Editor's note:This article was revised on November 27 to indicate that the cybersecurity issue at Ahold Delhaize was unrelated to the Blue Yonder hack.
The new funding brings Amazon's total investment in Anthropic to $8 billion, while maintaining the e-commerce giant’s position as a minority investor, according to Anthropic. The partnership was launched in 2023, when Amazon invested its first $4 billion round in the firm.
Anthropic’s “Claude” family of AI assistant models is available on AWS’s Amazon Bedrock, which is a cloud-based managed service that lets companies build specialized generative AI applications by choosing from an array of foundation models (FMs) developed by AI providers like AI21 Labs, Anthropic, Cohere, Meta, Mistral AI, Stability AI, and Amazon itself.
According to Amazon, tens of thousands of customers, from startups to enterprises and government institutions, are currently running their generative AI workloads using Anthropic’s models in the AWS cloud. Those GenAI tools are powering tasks such as customer service chatbots, coding assistants, translation applications, drug discovery, engineering design, and complex business processes.
"The response from AWS customers who are developing generative AI applications powered by Anthropic in Amazon Bedrock has been remarkable," Matt Garman, AWS CEO, said in a release. "By continuing to deploy Anthropic models in Amazon Bedrock and collaborating with Anthropic on the development of our custom Trainium chips, we’ll keep pushing the boundaries of what customers can achieve with generative AI technologies. We’ve been impressed by Anthropic’s pace of innovation and commitment to responsible development of generative AI, and look forward to deepening our collaboration."

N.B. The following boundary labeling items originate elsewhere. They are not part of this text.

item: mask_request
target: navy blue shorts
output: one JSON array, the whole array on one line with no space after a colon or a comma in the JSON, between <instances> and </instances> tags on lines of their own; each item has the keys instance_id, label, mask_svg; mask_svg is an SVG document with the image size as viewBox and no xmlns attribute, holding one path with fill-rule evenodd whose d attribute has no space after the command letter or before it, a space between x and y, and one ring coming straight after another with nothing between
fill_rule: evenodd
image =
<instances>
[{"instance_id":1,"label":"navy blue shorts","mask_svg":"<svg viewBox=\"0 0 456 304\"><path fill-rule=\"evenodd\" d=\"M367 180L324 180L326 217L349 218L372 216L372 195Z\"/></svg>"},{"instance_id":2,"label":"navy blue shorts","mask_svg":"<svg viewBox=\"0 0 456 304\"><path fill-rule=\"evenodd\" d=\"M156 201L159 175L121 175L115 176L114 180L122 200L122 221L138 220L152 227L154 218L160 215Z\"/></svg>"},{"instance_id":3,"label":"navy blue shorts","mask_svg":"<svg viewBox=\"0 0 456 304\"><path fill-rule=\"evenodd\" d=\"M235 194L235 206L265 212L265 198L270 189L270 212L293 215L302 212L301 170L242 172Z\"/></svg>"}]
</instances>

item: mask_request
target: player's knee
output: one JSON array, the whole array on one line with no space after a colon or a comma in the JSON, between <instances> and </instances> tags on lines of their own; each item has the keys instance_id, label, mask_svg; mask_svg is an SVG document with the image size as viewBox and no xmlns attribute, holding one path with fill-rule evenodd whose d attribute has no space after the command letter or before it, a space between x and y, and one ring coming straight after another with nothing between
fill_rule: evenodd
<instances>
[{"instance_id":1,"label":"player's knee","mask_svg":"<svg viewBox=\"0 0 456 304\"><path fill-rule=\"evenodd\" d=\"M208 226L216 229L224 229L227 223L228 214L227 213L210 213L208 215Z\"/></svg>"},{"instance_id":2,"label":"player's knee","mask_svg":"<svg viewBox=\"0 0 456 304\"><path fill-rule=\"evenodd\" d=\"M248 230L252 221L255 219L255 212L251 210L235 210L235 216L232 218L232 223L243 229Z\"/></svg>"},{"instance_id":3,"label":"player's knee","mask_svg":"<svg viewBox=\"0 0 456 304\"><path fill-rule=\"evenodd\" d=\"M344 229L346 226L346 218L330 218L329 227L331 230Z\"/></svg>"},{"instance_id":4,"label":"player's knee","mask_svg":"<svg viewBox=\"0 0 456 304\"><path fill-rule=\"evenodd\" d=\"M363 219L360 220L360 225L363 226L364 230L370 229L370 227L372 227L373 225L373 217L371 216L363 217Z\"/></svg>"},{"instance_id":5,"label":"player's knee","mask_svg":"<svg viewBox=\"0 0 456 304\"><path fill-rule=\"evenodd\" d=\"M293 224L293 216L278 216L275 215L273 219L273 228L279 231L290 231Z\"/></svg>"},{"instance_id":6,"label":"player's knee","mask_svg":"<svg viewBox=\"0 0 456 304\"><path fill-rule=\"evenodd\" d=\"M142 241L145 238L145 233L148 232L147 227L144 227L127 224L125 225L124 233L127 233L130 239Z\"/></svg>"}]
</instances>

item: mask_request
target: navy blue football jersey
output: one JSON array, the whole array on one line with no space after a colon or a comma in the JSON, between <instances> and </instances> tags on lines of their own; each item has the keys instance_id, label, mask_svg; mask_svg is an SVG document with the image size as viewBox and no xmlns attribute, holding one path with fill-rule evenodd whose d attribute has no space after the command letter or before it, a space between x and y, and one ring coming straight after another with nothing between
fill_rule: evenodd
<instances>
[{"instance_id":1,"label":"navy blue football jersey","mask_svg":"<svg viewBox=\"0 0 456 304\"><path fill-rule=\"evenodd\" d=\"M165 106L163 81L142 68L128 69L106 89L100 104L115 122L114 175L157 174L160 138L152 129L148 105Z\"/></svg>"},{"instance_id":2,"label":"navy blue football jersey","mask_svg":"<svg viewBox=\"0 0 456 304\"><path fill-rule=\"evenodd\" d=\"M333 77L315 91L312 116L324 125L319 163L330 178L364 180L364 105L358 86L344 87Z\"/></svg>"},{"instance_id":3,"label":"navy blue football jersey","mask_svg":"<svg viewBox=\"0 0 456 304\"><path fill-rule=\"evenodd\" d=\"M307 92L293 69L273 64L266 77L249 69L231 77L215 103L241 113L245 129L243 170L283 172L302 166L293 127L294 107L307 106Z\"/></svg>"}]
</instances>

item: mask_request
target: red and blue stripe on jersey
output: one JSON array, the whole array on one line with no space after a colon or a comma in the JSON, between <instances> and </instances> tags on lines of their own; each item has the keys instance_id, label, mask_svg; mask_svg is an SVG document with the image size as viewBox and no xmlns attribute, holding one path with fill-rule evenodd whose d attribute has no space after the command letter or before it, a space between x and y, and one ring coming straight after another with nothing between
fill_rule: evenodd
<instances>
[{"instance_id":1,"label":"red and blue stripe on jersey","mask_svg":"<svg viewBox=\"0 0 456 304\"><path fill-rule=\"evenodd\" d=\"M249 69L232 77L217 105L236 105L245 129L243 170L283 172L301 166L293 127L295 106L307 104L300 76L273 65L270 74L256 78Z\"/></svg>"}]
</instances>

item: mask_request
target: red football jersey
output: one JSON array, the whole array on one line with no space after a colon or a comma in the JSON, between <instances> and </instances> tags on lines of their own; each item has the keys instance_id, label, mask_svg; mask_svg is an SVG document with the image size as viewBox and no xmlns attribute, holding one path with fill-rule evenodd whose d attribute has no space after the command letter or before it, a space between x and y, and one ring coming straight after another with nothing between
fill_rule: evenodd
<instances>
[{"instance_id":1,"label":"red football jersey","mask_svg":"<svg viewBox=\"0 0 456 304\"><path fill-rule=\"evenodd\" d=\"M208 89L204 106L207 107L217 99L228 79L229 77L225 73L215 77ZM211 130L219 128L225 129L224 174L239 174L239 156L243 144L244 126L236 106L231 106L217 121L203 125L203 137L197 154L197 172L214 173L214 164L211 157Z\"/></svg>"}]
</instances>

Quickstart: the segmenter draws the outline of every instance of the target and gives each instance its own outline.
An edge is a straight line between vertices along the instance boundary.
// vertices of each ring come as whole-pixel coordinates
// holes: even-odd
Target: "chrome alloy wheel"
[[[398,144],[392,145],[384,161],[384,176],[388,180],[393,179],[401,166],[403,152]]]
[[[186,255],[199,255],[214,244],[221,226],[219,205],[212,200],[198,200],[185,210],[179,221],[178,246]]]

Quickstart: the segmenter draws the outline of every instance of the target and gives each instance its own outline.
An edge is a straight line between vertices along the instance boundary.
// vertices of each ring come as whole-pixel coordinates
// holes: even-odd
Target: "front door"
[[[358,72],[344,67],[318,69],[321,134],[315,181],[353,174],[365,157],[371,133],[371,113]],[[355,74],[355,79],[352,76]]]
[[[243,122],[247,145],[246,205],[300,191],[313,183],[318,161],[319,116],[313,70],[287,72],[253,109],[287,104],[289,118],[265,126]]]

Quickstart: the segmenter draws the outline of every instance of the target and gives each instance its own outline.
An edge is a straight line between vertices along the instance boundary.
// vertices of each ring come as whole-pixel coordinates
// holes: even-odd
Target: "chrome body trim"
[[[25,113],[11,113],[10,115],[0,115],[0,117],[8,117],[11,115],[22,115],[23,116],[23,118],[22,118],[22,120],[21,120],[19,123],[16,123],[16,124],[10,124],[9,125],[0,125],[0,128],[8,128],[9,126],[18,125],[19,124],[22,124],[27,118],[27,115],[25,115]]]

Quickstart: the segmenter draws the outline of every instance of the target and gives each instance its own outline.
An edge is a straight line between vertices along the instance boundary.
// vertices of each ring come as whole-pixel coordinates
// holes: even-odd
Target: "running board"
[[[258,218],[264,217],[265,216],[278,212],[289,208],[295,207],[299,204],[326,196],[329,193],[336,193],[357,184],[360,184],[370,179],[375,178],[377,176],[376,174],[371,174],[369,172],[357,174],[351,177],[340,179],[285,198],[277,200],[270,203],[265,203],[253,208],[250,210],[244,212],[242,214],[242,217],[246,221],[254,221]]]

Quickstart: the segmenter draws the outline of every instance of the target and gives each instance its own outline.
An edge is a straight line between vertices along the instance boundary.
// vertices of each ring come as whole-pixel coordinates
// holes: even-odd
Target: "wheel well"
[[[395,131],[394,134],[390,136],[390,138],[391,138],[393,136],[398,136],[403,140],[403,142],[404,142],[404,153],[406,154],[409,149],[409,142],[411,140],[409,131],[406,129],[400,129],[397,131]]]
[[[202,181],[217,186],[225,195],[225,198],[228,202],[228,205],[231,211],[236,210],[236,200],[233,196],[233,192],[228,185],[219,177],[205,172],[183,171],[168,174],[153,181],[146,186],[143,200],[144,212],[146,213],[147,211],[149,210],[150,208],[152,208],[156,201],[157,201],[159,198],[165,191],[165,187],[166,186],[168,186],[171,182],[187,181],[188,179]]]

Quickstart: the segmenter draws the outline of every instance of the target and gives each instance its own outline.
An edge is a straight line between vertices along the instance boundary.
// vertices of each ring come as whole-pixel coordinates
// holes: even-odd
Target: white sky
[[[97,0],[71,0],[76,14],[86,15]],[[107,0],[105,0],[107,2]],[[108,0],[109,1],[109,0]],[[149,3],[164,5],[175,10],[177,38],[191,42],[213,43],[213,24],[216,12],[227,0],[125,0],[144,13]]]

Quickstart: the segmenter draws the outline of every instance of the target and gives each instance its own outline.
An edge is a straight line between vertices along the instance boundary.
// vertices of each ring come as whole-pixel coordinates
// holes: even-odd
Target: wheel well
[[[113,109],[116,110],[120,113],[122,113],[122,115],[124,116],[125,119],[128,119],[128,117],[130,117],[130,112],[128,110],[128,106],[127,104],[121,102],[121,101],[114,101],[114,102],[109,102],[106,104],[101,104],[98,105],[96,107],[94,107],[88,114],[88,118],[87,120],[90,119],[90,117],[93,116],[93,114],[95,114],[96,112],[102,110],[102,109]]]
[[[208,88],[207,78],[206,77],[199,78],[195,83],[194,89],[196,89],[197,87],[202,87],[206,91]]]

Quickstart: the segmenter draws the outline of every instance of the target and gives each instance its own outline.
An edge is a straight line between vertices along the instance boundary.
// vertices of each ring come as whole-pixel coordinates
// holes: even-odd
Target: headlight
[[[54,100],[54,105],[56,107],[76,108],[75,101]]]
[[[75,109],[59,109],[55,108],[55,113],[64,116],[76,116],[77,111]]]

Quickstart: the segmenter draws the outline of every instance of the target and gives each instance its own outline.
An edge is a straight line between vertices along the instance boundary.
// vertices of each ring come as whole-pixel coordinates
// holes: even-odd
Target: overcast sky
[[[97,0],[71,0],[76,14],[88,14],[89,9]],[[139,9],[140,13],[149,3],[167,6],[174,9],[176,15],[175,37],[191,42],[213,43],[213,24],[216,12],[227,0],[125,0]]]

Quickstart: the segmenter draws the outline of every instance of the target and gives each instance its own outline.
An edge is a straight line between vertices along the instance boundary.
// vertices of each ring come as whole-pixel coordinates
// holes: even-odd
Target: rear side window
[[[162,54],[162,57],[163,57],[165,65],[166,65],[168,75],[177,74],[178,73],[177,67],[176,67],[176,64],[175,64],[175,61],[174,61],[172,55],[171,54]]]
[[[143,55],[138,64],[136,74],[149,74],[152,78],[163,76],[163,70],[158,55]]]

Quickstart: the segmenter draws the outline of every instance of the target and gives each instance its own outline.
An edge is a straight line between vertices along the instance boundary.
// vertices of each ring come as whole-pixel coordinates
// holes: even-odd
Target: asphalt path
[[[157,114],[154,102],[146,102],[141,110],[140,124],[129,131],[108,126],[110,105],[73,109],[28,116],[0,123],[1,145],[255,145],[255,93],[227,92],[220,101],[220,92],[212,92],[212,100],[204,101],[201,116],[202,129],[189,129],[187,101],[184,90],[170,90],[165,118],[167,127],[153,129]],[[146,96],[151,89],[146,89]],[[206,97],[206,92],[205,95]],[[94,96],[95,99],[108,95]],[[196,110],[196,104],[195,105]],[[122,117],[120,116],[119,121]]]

A growing number of organizations are identifying ways to use GenAI to streamline their operations and accelerate innovation, using that new automation and efficiency to cut costs, carry out tasks faster and more accurately, and foster the creation of new products and services for additional revenue streams. That was the conclusion from ISG’s “2024 ISG Provider Lens global Generative AI Services” report.
The most rapid development of enterprise GenAI projects today is happening on text-based applications, primarily due to relatively simple interfaces, rapid ROI, and broad usefulness. Companies have been especially aggressive in implementing chatbots powered by large language models (LLMs), which can provide personalized assistance, customer support, and automated communication on a massive scale, ISG said.
However, most organizations have yet to tap GenAI’s potential for applications based on images, audio, video and data, the report says. Multimodal GenAI is still evolving toward mainstream adoption, but use cases are rapidly emerging, and with ongoing advances in neural networks and deep learning, they are expected to become highly integrated and sophisticated soon.
Future GenAI projects will also be more customized, as the sector sees a major shift from fine-tuning of LLMs to smaller models that serve specific industries, such as healthcare, finance, and manufacturing, ISG says. Enterprises and service providers increasingly recognize that customized, domain-specific AI models offer significant advantages in terms of cost, scalability, and performance. Customized GenAI can also deliver on demands like the need for privacy and security, specialization of tasks, and integration of AI into existing operations.